To: Solon who wrote (82304)2/1/2010 12:08:34 PM
From: one_less  Read Replies (1) | Respond to of 82486
 
"And why should it?? Why should "survival" be the the only thing a person values??"

I don't think it should be the only value. It certainly does not do much for those of us who've come to terms with our own mortality.

First, wonder can be considered separate from physical urges and survival. There are two aspects of wonder which for most people seem to be in conflict. Sensation seeking tends toward novelty and thrill, which conflicts with studying the nature and order of things, although there is some overlap. Some people are inclined to lean in one direction or the other while some people just seem to pursue mystery where ever it may lead in spite of the conflict it creates.

"I don't find curiosity or the thrill of adventure to be suggestive of anything supernatural or mysterious."

Seeking novel sensation or studying the nature of existence involves mystery, at least initially.



To: Solon who wrote (82304)2/2/2010 9:39:48 PM
From: one_less  Read Replies (1) | Respond to of 82486
 
"...filled with a boundless sense of adventure and curiosity?"

It seems that most people are fixed with a sense of curiosity that drives them to seek thier own level of adventure and inquiry. Otherwise Einstein would have said there it is, I've resolved it so now I'll have some pie and then go off to the widget factory with the rest of you blokes.

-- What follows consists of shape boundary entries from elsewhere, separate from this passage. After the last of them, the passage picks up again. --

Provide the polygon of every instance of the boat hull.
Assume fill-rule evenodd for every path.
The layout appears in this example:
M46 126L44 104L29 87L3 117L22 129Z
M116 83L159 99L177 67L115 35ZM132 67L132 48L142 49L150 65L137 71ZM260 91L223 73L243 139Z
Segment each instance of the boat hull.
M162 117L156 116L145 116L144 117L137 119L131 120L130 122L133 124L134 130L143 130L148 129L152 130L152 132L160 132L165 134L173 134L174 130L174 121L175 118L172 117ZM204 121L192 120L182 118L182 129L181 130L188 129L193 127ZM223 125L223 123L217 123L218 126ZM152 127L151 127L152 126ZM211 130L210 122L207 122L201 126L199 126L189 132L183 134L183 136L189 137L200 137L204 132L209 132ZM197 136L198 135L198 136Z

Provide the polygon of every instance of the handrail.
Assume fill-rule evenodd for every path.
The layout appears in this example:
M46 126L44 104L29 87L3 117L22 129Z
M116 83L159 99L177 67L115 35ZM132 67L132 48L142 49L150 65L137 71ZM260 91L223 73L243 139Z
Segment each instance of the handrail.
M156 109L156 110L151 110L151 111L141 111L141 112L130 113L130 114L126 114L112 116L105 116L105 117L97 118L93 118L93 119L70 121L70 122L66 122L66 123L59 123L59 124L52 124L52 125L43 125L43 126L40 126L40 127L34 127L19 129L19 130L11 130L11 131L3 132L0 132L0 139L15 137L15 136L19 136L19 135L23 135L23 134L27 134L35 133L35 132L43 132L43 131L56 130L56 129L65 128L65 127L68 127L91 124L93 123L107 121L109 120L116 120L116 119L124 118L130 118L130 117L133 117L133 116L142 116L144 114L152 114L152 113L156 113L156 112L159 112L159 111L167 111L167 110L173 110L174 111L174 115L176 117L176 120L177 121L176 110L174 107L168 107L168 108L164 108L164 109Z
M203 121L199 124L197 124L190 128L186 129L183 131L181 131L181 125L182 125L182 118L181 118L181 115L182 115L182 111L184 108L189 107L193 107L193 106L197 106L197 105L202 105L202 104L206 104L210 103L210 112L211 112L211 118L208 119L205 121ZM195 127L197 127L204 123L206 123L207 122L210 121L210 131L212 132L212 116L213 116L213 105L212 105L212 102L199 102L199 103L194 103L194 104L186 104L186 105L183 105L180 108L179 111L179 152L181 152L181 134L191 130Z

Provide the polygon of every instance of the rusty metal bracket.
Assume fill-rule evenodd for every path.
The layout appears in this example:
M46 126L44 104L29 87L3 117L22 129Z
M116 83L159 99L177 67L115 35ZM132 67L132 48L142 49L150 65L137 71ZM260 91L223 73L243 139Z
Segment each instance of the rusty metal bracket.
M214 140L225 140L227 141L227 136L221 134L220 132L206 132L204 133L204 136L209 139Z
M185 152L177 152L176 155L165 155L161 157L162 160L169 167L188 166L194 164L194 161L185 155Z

Curiosity effects each of us and each of us deals with conceptual conflicts and knowledge gaps in his own way and at his own level of intensity. There are arch typical ways of dealing with it I suppose. You could pick up a book of wisdom or scripture and be convinced you have a proper guide worked out by brighter fellas, you could wander, you could study, you could look under every rock, down every crevasse, and over every hill. But satisfaction or satiation of curiosity does not seem to be a permanent state for breathing human beings. The implication is, we are given an incomplete condition by design and wonder as a tool to deal with that condition, with a desire to perceive things as whole or more complete, if even for a moment, until we begin.